# mounting JKI stones to bases



## mpukas (Mar 11, 2014)

Hey Jon. I'm looking to mount the stones of yours that I have to some bases. Do you have recommendations/suggestions for a suitable base material and methods? Anything to be mindful of that may not be immediately apparent? 

I've got access to some really nice scrap strips of marble that a local stone yard will give me. I'm a little concerned that will make the stones rather heavy, especially when they're all together in a box. I could also get some clear cedar instead. 
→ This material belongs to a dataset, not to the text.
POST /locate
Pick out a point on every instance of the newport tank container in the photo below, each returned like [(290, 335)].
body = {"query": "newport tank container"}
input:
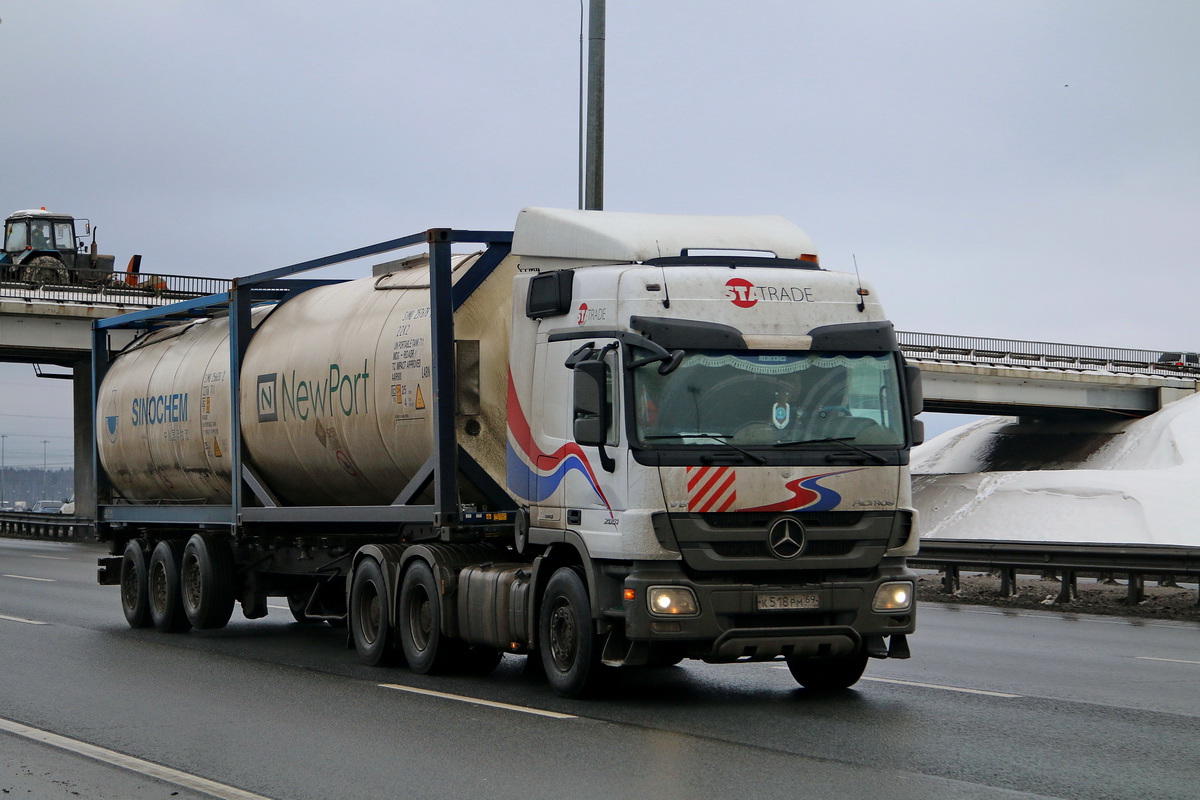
[(336, 395)]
I'm planning on getting waterproof epoxy. I'll rough up the surface of both faces to get a good bond. My stones haven't seen water in a while, so they are dry and moisture in them when mounting shouldn't be an issue. 

Thanks much! mpp


----------



## JBroida (Mar 11, 2014)

i use quartz countertop scrap pieces... marine epoxy works well too

they do get heavy though.


----------



## ThEoRy (Mar 11, 2014)

Just go down to a local marble/granite countertop place. They've always just let me have my pick of the cutouts and scrap found in the dumpsters.


----------



## Matus (Jan 22, 2016)

Waking up an old thread here, but it would not make sense to start a new one on the same topic. 

I have mounted one natural stone to 10mm thick hard PVC base and it works great. The advantage is that one can cut a PVC sheeth to size with wood saw and it is also much lighter than a composite tile or counter top material. 10mm thickness seems enough - I could not notice any flex when I was testing the PVC before gluing the stone to it. I will be mounting this way my Gesshin 400 soon.

I did mount my Gesshin 6000 on a counter-top sythetic 'stone' material and that worked great too (no photo yet, sorry).

My only advice would be not to make the base too much wider than the stone as it could get in the way when the stone will get very thin.

This is my Hakka mounted on a PVC base:


----------



## jacko9 (Jan 22, 2016)

West Systems sells GFlex epoxy that would be great for bonding two pieces with different coefficients of expansion - better to have the epoxy give than have your stone crack.


----------



## krx927 (Jan 26, 2016)

Recently I was reading that some people use regular silicone to glue the stone to the base. This to facilitate removing if need be.

Anybody tried this? Does it work?


----------